Type of Document Dissertation Author Stefanov, Dimitre URN etd-08192007-173441 Title Prognostic functions based on Multi-state models Degree Doctor of Philosophy Department Statistics, Department of Advisory Committee
Advisor Name Title Dan McGee (Sr) Committee Chair Fred Huffer Committee Member Isaac Eberstein Committee Member Xufeng Niu Committee Member Keywords
- multi-state models
- Framingham heart study
Date of Defense 2007-08-10 Availability unrestricted AbstractMulti-state models are models for a process, which at any time
occupies one of several possible states. An example of a
multi-state process is the life history of an individual, where the
states can be different diseases and an absorbing state-death. We
applied these methods to study cardiovascular diseases (CVD) and
how they affect mortality. With the increasing proportion of elderly
people in most developed countries, the burden of CVD on the society
is increasing as well. It is estimated that by year 2020 heart
disease and stroke will become leading cause of death and disability
world wide. The number of fatalities is projected to increase to
more than 20 million a year, and more than 24 million by year 2030.
(Atlas of Heart Disease and Stroke, WHO, September 2004)
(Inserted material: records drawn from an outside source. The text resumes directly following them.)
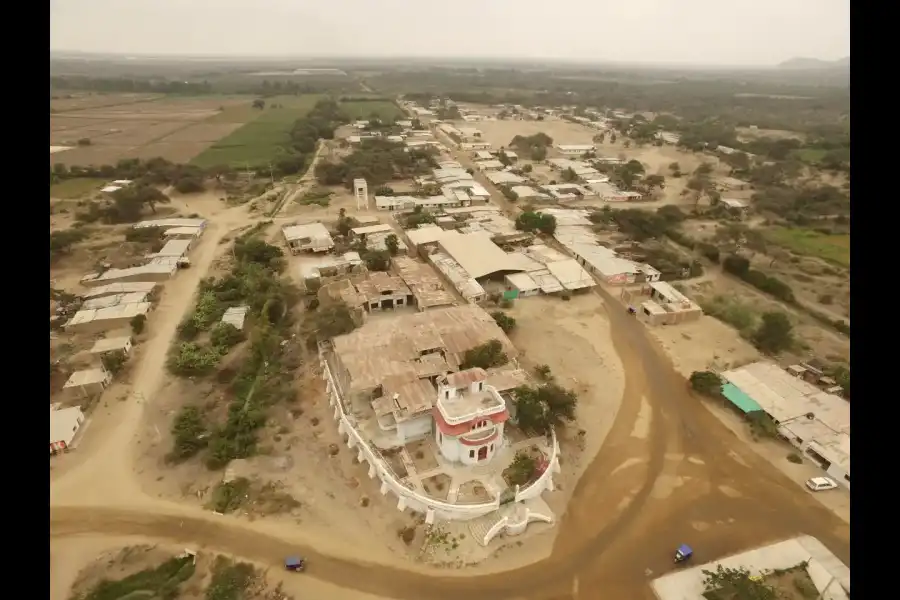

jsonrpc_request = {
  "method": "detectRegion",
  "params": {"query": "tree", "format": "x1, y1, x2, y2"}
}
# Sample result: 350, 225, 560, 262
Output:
516, 211, 556, 235
703, 564, 779, 600
166, 406, 209, 463
384, 233, 400, 256
459, 340, 509, 369
360, 250, 391, 271
644, 175, 666, 190
209, 321, 244, 353
503, 450, 537, 487
491, 310, 516, 333
753, 312, 794, 354
129, 315, 147, 335
690, 371, 722, 396
722, 254, 750, 279
513, 381, 578, 435
312, 302, 356, 340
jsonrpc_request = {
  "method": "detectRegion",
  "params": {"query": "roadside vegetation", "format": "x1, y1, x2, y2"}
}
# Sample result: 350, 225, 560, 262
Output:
167, 230, 298, 469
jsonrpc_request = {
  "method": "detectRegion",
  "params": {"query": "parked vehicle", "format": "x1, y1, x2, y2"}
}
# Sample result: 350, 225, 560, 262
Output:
806, 477, 837, 492
675, 544, 694, 564
284, 556, 306, 573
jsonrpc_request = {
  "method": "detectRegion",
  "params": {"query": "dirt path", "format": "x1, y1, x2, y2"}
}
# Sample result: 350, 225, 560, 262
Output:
50, 207, 255, 506
272, 140, 328, 217
51, 274, 849, 600
50, 111, 849, 600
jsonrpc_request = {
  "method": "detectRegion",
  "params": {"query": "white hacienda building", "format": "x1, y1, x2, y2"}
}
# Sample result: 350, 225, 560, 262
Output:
432, 369, 509, 465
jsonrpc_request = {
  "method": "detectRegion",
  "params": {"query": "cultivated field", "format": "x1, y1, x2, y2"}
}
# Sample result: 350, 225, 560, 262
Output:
50, 94, 252, 166
341, 100, 405, 121
191, 94, 320, 167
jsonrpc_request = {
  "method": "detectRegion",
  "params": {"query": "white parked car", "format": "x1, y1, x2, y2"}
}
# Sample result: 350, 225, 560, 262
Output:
806, 477, 837, 492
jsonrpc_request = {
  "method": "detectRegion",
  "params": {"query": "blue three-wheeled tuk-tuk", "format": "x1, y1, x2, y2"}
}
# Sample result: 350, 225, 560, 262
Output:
675, 544, 694, 564
284, 556, 306, 573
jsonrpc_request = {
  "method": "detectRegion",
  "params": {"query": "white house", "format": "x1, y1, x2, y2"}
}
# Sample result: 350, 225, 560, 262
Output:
432, 368, 509, 465
556, 144, 594, 156
50, 404, 84, 454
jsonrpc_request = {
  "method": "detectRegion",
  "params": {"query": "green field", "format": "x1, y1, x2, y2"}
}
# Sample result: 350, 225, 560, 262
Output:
50, 177, 106, 200
765, 227, 850, 267
341, 100, 405, 121
191, 94, 321, 167
794, 148, 828, 164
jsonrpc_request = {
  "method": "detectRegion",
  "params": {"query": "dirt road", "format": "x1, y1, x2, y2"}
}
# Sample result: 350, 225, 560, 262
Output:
50, 106, 849, 600
51, 280, 849, 600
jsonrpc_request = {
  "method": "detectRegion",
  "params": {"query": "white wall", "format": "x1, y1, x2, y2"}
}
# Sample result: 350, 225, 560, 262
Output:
319, 347, 559, 523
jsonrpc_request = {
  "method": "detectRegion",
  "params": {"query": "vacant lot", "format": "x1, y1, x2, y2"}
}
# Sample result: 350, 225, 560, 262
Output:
191, 94, 320, 167
50, 92, 163, 113
50, 177, 106, 200
765, 227, 850, 267
50, 94, 259, 166
341, 100, 404, 121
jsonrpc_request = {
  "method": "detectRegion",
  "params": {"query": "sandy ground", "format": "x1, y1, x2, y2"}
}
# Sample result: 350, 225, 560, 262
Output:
50, 535, 391, 600
454, 119, 728, 209
648, 315, 760, 377
50, 99, 849, 600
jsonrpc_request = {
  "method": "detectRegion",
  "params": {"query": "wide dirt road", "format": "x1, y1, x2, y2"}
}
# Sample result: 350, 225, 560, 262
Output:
51, 274, 849, 600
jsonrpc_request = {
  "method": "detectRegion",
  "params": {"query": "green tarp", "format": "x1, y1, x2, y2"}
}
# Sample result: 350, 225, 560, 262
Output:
722, 383, 763, 413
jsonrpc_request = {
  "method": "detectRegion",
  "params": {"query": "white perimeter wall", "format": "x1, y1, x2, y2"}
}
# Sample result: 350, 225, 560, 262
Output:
319, 347, 559, 524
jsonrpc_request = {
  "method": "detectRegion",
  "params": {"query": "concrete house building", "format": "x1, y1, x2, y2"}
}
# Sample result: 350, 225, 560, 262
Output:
63, 367, 112, 398
50, 404, 84, 454
432, 368, 509, 465
281, 222, 334, 254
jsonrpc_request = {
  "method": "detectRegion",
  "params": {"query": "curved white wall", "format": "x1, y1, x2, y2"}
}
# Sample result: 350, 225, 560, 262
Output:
319, 347, 559, 523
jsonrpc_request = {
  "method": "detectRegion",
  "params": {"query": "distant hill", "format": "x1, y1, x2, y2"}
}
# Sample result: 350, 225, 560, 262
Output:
778, 56, 850, 71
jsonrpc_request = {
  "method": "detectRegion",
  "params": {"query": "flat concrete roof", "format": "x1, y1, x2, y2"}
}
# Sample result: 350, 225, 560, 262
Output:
438, 231, 524, 279
80, 292, 147, 310
506, 273, 541, 292
66, 302, 150, 327
89, 336, 131, 354
722, 361, 850, 433
650, 535, 850, 600
133, 218, 206, 229
63, 368, 108, 389
50, 406, 84, 446
406, 225, 459, 246
81, 281, 159, 298
547, 258, 597, 290
281, 222, 333, 245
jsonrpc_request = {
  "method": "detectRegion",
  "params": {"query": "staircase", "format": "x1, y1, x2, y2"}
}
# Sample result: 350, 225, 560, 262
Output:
469, 510, 506, 546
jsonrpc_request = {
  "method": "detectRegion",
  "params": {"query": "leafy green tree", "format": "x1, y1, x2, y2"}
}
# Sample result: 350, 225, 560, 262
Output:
513, 381, 578, 434
690, 371, 722, 396
491, 310, 516, 333
753, 312, 794, 354
459, 340, 509, 369
384, 233, 400, 256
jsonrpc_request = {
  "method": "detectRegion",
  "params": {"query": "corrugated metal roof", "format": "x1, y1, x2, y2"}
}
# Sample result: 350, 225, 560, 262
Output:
439, 232, 524, 279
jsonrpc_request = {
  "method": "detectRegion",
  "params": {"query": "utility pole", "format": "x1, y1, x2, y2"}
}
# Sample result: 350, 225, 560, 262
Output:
816, 575, 837, 600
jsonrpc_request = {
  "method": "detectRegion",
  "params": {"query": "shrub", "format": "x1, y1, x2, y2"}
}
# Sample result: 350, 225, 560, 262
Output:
167, 342, 220, 377
209, 322, 244, 352
129, 315, 147, 335
689, 371, 722, 396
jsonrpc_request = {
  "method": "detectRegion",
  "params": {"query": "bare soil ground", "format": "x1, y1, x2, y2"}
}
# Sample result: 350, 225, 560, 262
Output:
50, 95, 254, 165
506, 293, 625, 508
649, 315, 760, 377
678, 271, 850, 363
468, 116, 736, 209
50, 536, 389, 600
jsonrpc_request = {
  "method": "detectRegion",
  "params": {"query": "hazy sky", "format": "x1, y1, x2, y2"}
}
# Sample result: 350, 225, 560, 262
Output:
50, 0, 850, 65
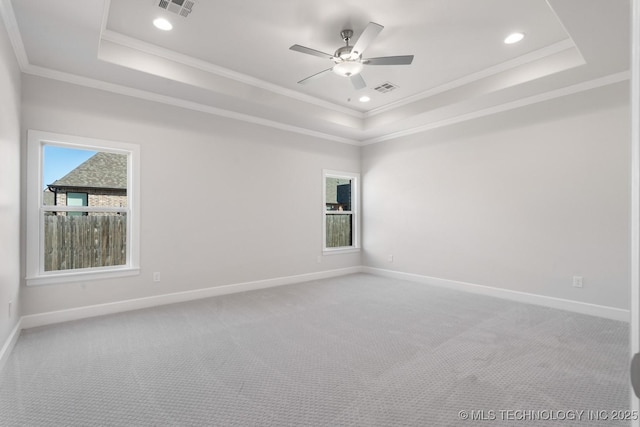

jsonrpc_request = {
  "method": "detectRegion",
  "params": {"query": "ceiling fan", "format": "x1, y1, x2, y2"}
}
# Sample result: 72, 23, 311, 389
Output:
289, 22, 413, 89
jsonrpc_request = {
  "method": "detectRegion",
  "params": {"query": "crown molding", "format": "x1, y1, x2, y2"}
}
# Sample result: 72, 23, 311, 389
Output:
361, 71, 631, 146
364, 39, 584, 118
0, 0, 29, 71
101, 29, 364, 119
23, 65, 360, 145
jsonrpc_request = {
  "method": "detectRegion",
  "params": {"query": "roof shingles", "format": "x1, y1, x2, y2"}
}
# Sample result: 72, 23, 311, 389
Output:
50, 152, 127, 190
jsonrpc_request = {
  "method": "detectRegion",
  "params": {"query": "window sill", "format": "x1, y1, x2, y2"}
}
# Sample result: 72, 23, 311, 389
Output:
322, 247, 360, 255
26, 267, 140, 286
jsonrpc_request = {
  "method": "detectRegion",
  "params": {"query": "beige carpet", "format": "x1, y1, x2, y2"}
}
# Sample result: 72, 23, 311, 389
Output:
0, 274, 630, 427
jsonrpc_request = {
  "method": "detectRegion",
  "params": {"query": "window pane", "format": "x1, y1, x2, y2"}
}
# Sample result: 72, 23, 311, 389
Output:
325, 214, 353, 248
43, 145, 128, 207
44, 212, 127, 271
325, 177, 352, 211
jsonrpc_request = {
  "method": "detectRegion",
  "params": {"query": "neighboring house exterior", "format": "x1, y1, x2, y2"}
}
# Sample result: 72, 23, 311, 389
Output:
44, 152, 127, 211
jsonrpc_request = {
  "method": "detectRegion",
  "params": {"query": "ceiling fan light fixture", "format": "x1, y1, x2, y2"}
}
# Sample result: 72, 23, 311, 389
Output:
153, 18, 173, 31
504, 33, 524, 44
332, 61, 363, 77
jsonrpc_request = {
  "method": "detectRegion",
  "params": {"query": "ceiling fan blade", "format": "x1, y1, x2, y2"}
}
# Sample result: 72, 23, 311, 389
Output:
289, 44, 333, 59
298, 68, 331, 85
351, 22, 384, 59
362, 55, 413, 65
349, 74, 367, 89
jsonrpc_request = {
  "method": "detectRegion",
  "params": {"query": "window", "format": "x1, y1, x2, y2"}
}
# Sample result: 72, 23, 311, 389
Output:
323, 170, 360, 253
27, 131, 139, 285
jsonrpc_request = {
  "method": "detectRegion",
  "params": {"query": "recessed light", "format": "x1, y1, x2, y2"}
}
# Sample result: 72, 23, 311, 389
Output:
153, 18, 173, 31
504, 33, 524, 44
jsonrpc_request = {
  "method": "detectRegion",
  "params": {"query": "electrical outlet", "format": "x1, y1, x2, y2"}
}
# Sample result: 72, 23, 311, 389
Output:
573, 276, 582, 288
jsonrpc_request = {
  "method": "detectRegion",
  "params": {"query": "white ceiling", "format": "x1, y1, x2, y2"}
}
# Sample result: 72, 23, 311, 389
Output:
0, 0, 630, 144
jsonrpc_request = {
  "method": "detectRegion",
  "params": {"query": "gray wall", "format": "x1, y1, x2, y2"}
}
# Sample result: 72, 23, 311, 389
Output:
22, 76, 361, 315
0, 15, 20, 346
362, 83, 630, 309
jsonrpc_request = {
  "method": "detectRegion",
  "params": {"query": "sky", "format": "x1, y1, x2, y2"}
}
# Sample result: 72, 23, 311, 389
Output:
42, 145, 96, 188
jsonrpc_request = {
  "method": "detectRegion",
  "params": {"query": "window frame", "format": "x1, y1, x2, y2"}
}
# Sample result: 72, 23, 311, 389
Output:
26, 130, 140, 286
322, 169, 360, 255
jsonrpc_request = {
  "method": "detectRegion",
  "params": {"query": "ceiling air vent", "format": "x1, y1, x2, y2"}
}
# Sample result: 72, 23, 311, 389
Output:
373, 82, 398, 93
158, 0, 195, 18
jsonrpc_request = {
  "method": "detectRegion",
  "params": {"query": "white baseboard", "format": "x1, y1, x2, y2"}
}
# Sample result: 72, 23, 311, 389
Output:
0, 318, 22, 372
21, 266, 362, 329
361, 267, 631, 322
6, 266, 630, 369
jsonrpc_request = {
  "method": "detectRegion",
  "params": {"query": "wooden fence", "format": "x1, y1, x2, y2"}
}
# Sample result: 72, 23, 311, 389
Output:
44, 215, 127, 271
325, 214, 353, 248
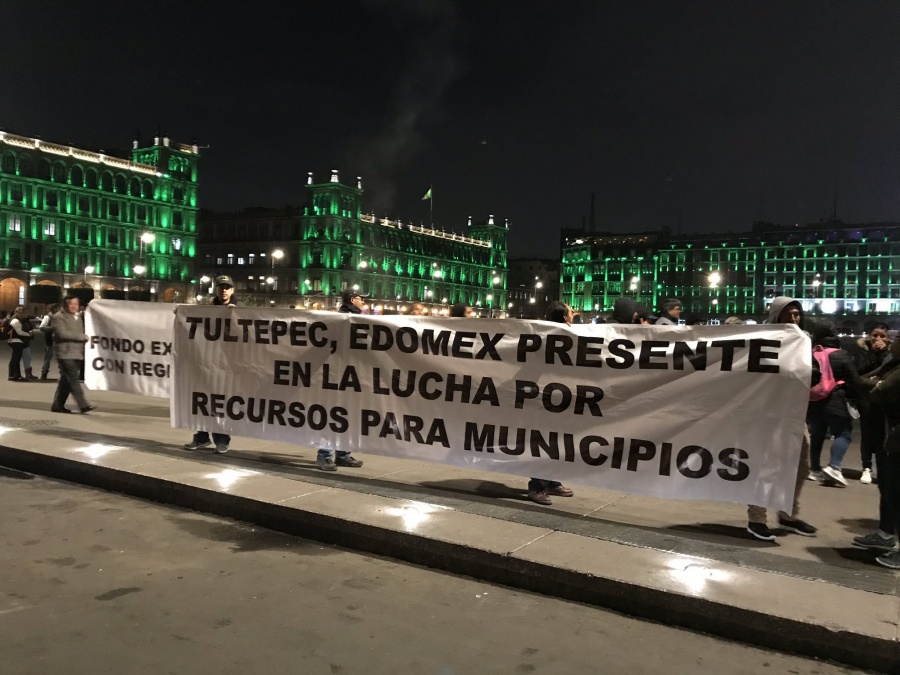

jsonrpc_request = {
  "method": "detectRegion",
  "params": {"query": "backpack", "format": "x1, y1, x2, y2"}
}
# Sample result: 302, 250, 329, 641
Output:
809, 345, 844, 401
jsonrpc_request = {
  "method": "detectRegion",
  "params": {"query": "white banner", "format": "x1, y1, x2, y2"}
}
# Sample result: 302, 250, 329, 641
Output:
84, 300, 175, 398
172, 305, 811, 510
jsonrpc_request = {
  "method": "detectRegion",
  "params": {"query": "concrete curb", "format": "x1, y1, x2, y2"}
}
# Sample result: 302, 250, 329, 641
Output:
0, 445, 900, 675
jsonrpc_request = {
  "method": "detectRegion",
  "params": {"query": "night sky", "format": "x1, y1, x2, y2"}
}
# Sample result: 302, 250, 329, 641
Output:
0, 0, 900, 257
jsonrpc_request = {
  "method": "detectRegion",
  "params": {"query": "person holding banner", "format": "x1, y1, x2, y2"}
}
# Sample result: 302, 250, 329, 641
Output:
747, 296, 821, 541
528, 300, 575, 506
184, 274, 237, 455
316, 290, 366, 471
50, 297, 96, 414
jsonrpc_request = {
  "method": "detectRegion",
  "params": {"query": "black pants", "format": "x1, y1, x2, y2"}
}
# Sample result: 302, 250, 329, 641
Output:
50, 359, 90, 410
8, 342, 25, 380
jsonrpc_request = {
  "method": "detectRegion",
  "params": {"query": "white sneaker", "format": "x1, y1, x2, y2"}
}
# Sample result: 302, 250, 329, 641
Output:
822, 464, 847, 487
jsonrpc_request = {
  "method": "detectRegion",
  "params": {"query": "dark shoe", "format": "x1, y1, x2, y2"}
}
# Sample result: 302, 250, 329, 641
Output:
528, 490, 553, 506
334, 455, 362, 468
853, 532, 897, 553
316, 457, 337, 471
778, 517, 819, 537
747, 523, 777, 541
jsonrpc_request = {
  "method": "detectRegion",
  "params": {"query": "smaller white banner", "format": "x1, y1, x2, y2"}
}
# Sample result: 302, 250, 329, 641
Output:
84, 300, 175, 398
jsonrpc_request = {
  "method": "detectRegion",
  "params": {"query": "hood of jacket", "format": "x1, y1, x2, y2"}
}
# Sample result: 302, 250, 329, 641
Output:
769, 295, 803, 325
613, 298, 641, 323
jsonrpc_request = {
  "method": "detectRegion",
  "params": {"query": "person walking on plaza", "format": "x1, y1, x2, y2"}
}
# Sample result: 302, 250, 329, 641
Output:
850, 322, 890, 485
853, 340, 900, 570
528, 300, 575, 506
656, 298, 681, 326
747, 296, 821, 541
38, 304, 60, 381
7, 305, 31, 382
50, 298, 96, 414
806, 321, 865, 487
316, 290, 365, 471
184, 274, 237, 455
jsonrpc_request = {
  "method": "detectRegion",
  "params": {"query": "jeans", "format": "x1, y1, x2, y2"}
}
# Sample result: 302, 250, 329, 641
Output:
50, 359, 91, 410
192, 431, 231, 445
9, 342, 25, 380
316, 448, 350, 461
807, 411, 853, 471
528, 478, 562, 492
41, 344, 53, 377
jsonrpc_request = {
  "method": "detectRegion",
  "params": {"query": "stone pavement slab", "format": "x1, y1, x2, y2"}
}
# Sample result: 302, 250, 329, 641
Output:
0, 383, 900, 672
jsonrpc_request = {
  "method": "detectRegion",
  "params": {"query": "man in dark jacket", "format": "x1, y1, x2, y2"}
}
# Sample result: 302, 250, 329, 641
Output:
806, 321, 865, 487
747, 297, 818, 541
316, 290, 365, 471
50, 298, 94, 414
184, 274, 237, 455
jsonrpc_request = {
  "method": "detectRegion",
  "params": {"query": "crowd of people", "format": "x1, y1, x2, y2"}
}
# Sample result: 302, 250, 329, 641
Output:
8, 275, 900, 569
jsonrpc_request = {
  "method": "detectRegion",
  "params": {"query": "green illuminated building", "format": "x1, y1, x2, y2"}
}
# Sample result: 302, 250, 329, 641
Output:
560, 221, 900, 319
0, 131, 198, 309
198, 171, 509, 316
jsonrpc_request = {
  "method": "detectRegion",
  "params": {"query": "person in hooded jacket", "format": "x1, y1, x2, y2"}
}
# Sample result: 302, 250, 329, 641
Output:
848, 322, 891, 485
747, 296, 821, 541
853, 340, 900, 570
528, 300, 575, 506
806, 321, 866, 487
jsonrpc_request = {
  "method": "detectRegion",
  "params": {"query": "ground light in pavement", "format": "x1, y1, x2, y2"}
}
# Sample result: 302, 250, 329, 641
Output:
204, 469, 260, 492
669, 558, 731, 595
384, 502, 452, 532
73, 443, 124, 463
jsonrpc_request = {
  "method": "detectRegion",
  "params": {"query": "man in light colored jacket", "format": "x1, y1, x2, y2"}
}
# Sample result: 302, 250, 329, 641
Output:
50, 298, 96, 414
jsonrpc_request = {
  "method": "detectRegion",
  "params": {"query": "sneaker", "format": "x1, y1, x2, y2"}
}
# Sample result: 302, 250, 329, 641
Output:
747, 523, 776, 541
184, 441, 212, 450
875, 551, 900, 570
316, 457, 337, 471
822, 464, 847, 487
528, 490, 553, 506
778, 516, 819, 537
853, 532, 897, 553
334, 455, 362, 468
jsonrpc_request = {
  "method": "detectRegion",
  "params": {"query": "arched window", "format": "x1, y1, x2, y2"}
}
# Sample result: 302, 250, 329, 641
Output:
19, 157, 34, 178
37, 159, 50, 180
2, 152, 16, 173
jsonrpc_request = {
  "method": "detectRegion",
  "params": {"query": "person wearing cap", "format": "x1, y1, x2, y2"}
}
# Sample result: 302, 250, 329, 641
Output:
184, 274, 237, 455
316, 290, 367, 471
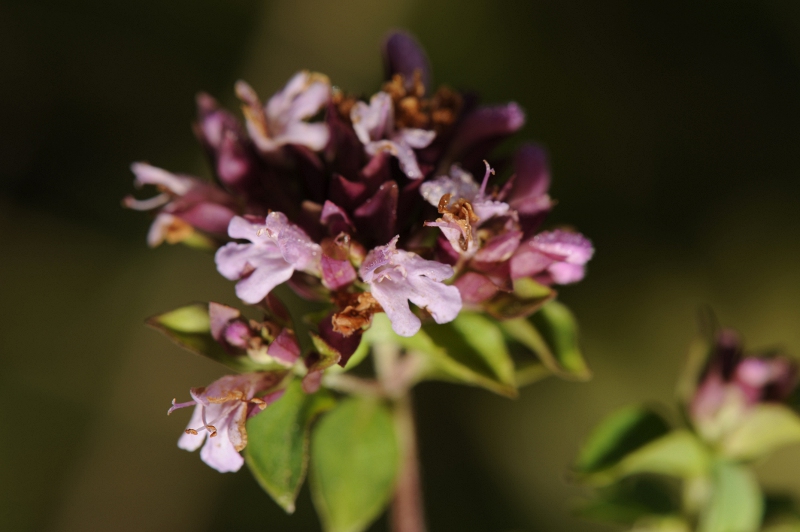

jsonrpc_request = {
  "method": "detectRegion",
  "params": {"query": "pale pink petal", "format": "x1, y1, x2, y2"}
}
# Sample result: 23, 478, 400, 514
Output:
267, 329, 300, 365
350, 92, 394, 145
147, 212, 176, 248
265, 212, 322, 273
472, 199, 509, 223
200, 425, 244, 473
275, 122, 330, 151
453, 272, 497, 304
225, 401, 249, 451
397, 128, 436, 149
371, 281, 422, 336
228, 216, 264, 242
359, 237, 461, 336
509, 242, 554, 279
320, 255, 356, 290
131, 163, 194, 196
229, 258, 294, 305
541, 262, 586, 284
178, 404, 208, 452
392, 142, 423, 179
208, 301, 242, 342
425, 219, 468, 254
282, 75, 331, 122
529, 229, 594, 264
474, 231, 522, 262
419, 165, 478, 206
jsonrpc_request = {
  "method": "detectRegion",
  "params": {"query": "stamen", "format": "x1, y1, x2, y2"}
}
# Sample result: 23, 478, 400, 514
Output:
478, 159, 494, 197
201, 408, 217, 438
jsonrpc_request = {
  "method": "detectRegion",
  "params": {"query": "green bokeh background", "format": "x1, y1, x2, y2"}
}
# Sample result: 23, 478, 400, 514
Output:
0, 0, 800, 532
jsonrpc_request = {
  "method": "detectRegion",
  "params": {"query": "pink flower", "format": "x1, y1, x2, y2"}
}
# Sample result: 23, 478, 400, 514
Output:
358, 236, 461, 336
350, 92, 436, 179
208, 301, 300, 367
167, 373, 280, 473
236, 71, 331, 153
215, 212, 322, 304
123, 163, 236, 247
420, 161, 514, 256
510, 229, 594, 284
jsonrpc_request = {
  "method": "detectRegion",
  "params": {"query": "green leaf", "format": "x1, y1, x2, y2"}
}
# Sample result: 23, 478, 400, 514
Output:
613, 429, 710, 478
245, 380, 335, 513
697, 460, 764, 532
576, 475, 681, 525
484, 278, 556, 320
146, 303, 268, 373
364, 312, 517, 397
308, 332, 342, 372
575, 406, 670, 474
721, 404, 800, 460
500, 301, 592, 381
310, 397, 399, 532
634, 515, 692, 532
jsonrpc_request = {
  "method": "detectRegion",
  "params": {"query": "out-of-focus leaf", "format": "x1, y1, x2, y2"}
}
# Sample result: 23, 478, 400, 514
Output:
761, 493, 800, 532
677, 336, 712, 405
514, 362, 552, 388
484, 278, 556, 320
761, 518, 800, 532
310, 397, 399, 532
575, 406, 670, 474
245, 380, 335, 513
146, 303, 274, 373
613, 430, 710, 478
364, 312, 517, 397
631, 515, 692, 532
500, 301, 592, 381
697, 460, 763, 532
721, 404, 800, 460
575, 475, 681, 525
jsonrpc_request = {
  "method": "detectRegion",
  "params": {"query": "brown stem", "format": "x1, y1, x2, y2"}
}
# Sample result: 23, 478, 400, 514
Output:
391, 392, 425, 532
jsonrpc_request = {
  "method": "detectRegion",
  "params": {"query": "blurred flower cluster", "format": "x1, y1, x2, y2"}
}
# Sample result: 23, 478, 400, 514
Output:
574, 320, 800, 532
124, 32, 594, 528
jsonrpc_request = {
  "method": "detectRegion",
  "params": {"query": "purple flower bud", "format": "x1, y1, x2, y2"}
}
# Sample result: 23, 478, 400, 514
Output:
445, 102, 525, 168
318, 312, 362, 367
353, 181, 400, 242
383, 31, 431, 92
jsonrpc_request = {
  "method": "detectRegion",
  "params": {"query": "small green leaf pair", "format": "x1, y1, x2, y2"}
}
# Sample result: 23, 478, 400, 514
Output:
574, 406, 763, 532
364, 301, 591, 397
245, 381, 399, 532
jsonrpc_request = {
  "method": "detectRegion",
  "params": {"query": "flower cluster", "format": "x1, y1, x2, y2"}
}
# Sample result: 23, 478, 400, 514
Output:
573, 321, 800, 532
130, 33, 593, 471
688, 329, 797, 444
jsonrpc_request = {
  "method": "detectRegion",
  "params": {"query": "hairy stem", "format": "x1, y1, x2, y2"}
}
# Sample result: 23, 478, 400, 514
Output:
391, 392, 425, 532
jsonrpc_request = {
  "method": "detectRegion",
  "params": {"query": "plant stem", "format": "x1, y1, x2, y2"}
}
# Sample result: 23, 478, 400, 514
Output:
391, 391, 425, 532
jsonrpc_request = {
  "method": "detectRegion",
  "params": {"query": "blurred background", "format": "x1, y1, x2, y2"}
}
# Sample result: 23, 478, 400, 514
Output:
0, 0, 800, 532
Prognostic models have been widely used by clinicians to predict the
outcomes for patients free of CVD. These models have been developed
mainly using risk functions for the binary outcome (yes=CVD, no=no
CVD) in logistic regression or for modelling the failure time (time
to death) in survival analysis. In both approaches, the focus is to determine the effect of the covariates
(fixed at baseline or time-varying) to mortality.
As the population ages and more people experience different diseases or events, such as heart attack or stroke,
which do irreversible damage to the heart/brain and change the life expectancy.
It is also expected, that factors like high blood pressure or diabetes may have different effects for a person before
and after a stroke.
The question that we are interested is how to model the event history for individuals who go through different disease
states in their lifetime.
The goal is to include information for a set of covariates as well as the time and the type of disease people encounter.
We approach this problem from a multi-state prospective, where the states describe the
progression of the disease, for example healthy state,
coronary heart disease (CHD state) cerebral vascular accident (stroke) and death (absorbing state).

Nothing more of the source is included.